South Australian Soccer Federation
- Season: 1986

= 1986 SASF season =

The 1986 South Australian Soccer Federation season was the 80th season of soccer in South Australia.

==1986 SASF Division One==

The 1986 South Australian Division One season was the 80th season of first division soccer in South Australia.
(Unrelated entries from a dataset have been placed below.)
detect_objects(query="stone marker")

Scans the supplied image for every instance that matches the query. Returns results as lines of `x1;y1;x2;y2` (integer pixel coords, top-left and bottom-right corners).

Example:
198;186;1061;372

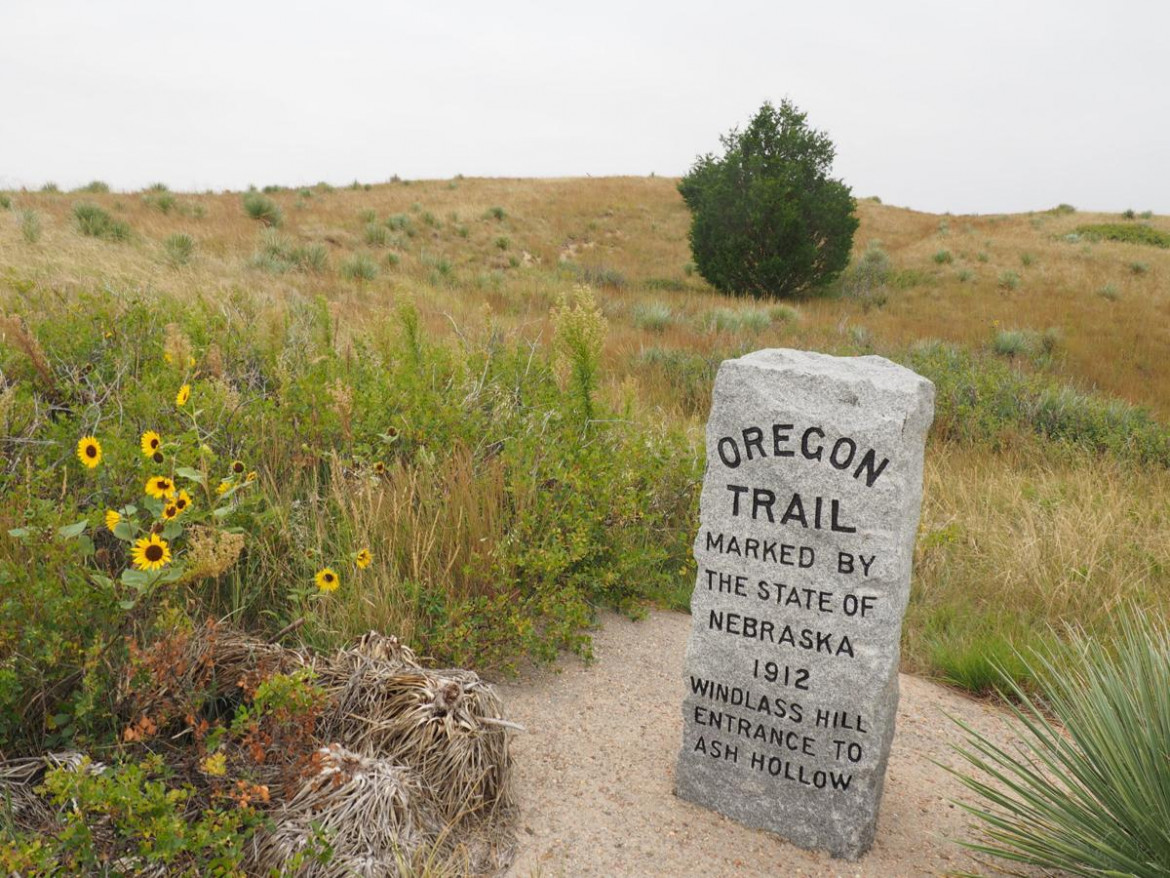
675;350;935;859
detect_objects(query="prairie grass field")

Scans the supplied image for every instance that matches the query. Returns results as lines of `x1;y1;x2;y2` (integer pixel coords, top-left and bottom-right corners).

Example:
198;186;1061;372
0;177;1170;730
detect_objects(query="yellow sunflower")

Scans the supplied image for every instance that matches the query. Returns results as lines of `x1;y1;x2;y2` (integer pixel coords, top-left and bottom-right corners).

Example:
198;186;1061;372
142;430;163;458
130;534;171;570
312;567;342;591
77;435;102;469
145;475;174;500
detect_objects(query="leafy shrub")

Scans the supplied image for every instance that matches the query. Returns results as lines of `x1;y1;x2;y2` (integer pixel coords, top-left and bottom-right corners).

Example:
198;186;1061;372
74;201;130;241
633;302;674;332
956;610;1170;878
20;208;41;243
576;266;626;289
679;101;858;296
163;232;195;268
1076;222;1170;249
243;192;284;228
342;253;378;281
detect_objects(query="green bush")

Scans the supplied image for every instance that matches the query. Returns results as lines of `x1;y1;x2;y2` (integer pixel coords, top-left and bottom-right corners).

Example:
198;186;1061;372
20;207;41;243
74;201;130;241
1076;222;1170;249
243;192;284;228
679;101;858;297
957;610;1170;878
632;302;674;332
342;253;378;281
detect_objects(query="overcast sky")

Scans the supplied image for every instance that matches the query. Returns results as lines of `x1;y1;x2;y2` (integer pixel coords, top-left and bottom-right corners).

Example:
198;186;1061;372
0;0;1170;213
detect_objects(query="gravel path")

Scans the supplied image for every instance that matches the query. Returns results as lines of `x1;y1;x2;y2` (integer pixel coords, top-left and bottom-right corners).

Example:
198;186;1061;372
489;612;1020;878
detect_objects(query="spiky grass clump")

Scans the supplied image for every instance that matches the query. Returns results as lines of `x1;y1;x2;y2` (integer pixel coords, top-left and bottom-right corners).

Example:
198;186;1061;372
163;232;195;268
243;192;284;228
74;201;130;241
959;611;1170;878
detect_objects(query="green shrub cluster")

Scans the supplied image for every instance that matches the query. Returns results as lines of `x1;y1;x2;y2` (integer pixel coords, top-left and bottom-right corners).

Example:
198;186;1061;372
0;286;698;753
74;201;130;241
907;344;1170;466
1076;222;1170;249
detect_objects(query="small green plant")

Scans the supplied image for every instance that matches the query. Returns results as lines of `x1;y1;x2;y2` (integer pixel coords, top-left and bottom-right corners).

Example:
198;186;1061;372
74;201;130;241
1076;222;1170;249
163;232;195;268
948;608;1170;878
143;191;177;214
243;192;284;228
365;222;390;247
342;253;378;281
20;208;41;243
632;302;674;332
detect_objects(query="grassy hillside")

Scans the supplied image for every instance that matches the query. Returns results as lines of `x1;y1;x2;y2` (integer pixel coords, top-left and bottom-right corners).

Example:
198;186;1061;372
0;178;1170;707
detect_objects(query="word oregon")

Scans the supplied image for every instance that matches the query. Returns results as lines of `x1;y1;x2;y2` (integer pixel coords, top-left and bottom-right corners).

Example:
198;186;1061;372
715;424;889;488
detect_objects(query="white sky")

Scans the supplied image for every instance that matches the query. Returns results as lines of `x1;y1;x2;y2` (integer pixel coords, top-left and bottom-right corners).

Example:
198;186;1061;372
0;0;1170;213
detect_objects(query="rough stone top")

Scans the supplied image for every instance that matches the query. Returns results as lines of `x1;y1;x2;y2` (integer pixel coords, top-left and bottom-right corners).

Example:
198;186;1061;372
725;348;934;395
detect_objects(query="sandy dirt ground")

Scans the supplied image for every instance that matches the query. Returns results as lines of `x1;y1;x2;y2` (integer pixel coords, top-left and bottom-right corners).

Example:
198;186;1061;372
489;612;1007;878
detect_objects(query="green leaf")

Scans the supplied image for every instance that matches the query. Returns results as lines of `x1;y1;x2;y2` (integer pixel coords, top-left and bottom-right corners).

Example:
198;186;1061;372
57;519;89;540
122;570;154;591
174;466;207;486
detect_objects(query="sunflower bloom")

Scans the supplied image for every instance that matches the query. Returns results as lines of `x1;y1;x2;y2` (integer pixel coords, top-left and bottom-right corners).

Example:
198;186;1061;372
142;430;163;458
77;435;102;469
145;475;174;500
130;534;171;570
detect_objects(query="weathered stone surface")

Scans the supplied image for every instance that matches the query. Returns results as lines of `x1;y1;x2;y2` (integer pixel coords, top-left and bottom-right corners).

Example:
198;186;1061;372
676;350;934;859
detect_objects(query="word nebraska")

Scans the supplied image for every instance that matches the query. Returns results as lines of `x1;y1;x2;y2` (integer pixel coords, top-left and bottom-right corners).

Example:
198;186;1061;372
707;610;854;658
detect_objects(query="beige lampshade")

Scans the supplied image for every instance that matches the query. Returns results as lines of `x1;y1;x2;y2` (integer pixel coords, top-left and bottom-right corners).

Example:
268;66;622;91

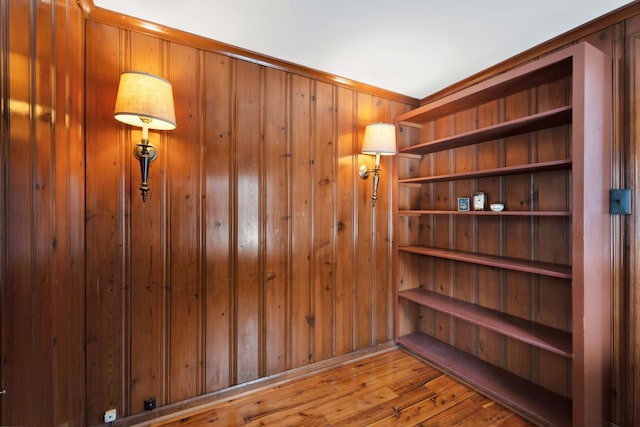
114;71;176;130
362;123;396;156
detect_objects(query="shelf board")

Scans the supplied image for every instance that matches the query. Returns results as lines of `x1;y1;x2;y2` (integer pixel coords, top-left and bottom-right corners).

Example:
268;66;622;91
398;332;572;426
398;246;571;279
400;106;572;154
398;288;573;358
398;159;571;184
398;209;571;216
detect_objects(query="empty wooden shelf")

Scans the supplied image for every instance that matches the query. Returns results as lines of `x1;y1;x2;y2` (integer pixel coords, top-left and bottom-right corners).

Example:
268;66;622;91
393;43;611;426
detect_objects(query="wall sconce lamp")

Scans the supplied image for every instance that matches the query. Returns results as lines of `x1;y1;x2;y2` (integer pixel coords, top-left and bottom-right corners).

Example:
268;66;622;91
113;71;176;202
358;123;396;207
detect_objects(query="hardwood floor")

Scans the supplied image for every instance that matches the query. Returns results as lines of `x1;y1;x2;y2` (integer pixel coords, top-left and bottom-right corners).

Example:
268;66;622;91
140;349;535;427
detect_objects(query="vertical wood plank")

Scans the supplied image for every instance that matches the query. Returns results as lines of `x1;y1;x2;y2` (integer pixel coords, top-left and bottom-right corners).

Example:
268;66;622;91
289;75;314;368
204;52;235;392
85;22;124;424
127;32;165;414
166;43;202;402
371;97;397;345
355;93;375;348
235;61;264;383
335;88;358;355
264;68;291;375
312;82;336;360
Campbelltown City were champions for the first time. Modbury Jets and Elizabeth City were relegated.

===League Table===

| Pos | Team | Pld | W | D | L | GF | GA | GD | Pts | Qualification or relegation |
| 1 | Campbelltown City (C) | 22 | 12 | 9 | 1 | 40 | 18 | +22 | 33 | Qualification for Top Four Cup |
| 2 | Adelaide Croatia | 22 | 10 | 10 | 2 | 37 | 18 | +19 | 30 |
| 3 | Beograd Woodville | 22 | 11 | 6 | 5 | 40 | 28 | +12 | 28 |
| 4 | West Adelaide Hellas | 22 | 10 | 7 | 5 | 33 | 21 | +12 | 27 |
| 5 | Salisbury United | 22 | 7 | 8 | 7 | 29 | 25 | +4 | 22 |  |
| 6 | Polonia Adelaide | 22 | 8 | 6 | 8 | 27 | 26 | +1 | 22 |
| 7 | Para Hills | 22 | 8 | 5 | 9 | 31 | 33 | −2 | 21 |
| 8 | Eastern Districts Azzurri | 22 | 7 | 6 | 9 | 32 | 34 | −2 | 20 |
| 9 | West Torrens Birkalla | 22 | 6 | 5 | 11 | 22 | 35 | −13 | 17 |
| 10 | Lion-Grange | 22 | 5 | 7 | 10 | 25 | 38 | −13 | 17 |
| 11 | Modbury Jets (R) | 22 | 4 | 6 | 12 | 25 | 47 | −22 | 14 | Relegation to SASF Division Two |
| 12 | Elizabeth City (R) | 22 | 3 | 7 | 12 | 18 | 36 | −18 | 13 |

==1986 SASF Division Two==

The 1986 South Australian Division Two season was the 63rd season of second division soccer in South Australia.

Cumberland United were champions for the second time, and were promoted with West Fields APAC. Athelstone withdrew from SASF competitions after the season.

===League Table===

| Pos | Team | Pld | W | D | L | GF | GA | GD | Pts | Promotion |
| 1 | Cumberland United (C, P) | 20 | 13 | 6 | 1 | 37 | 15 | +22 | 32 | Promotion to SASF Division One |
| 2 | West Fields APAC (P) | 20 | 11 | 7 | 2 | 35 | 17 | +18 | 29 |
| 3 | Seaford-Noarlunga | 20 | 11 | 6 | 3 | 32 | 18 | +14 | 28 |  |
| 4 | Windsor Melita | 20 | 6 | 9 | 5 | 34 | 28 | +6 | 21 |
| 5 | Blackwood | 20 | 7 | 5 | 8 | 25 | 22 | +3 | 19 |
| 6 | Noarlunga United | 20 | 7 | 5 | 8 | 20 | 21 | −1 | 19 |
| 7 | Thebarton Asteras | 20 | 5 | 9 | 6 | 31 | 37 | −6 | 19 |
| 8 | Adelaide City | 20 | 6 | 6 | 8 | 24 | 27 | −3 | 18 |
| 9 | Athelstone | 20 | 6 | 4 | 10 | 18 | 37 | −19 | 16 | Withdrew at end of season |
| 10 | Port Adelaide | 20 | 4 | 5 | 11 | 25 | 33 | −8 | 13 |  |
| 11 | Brighton City | 20 | 1 | 4 | 15 | 13 | 39 | −26 | 6 |

==1986 Top Four Cup==
The 1986 Top Four Cup, known as the 1986 Coca-Cola Cup for sponsorship reasons, was the 18th edition of the Top Four Cup, a post-season knockout competition contested by the top four teams from the Division One season.

West Adelaide Hellas won the competition for the fifth time, defeating Beograd Woodville in the final.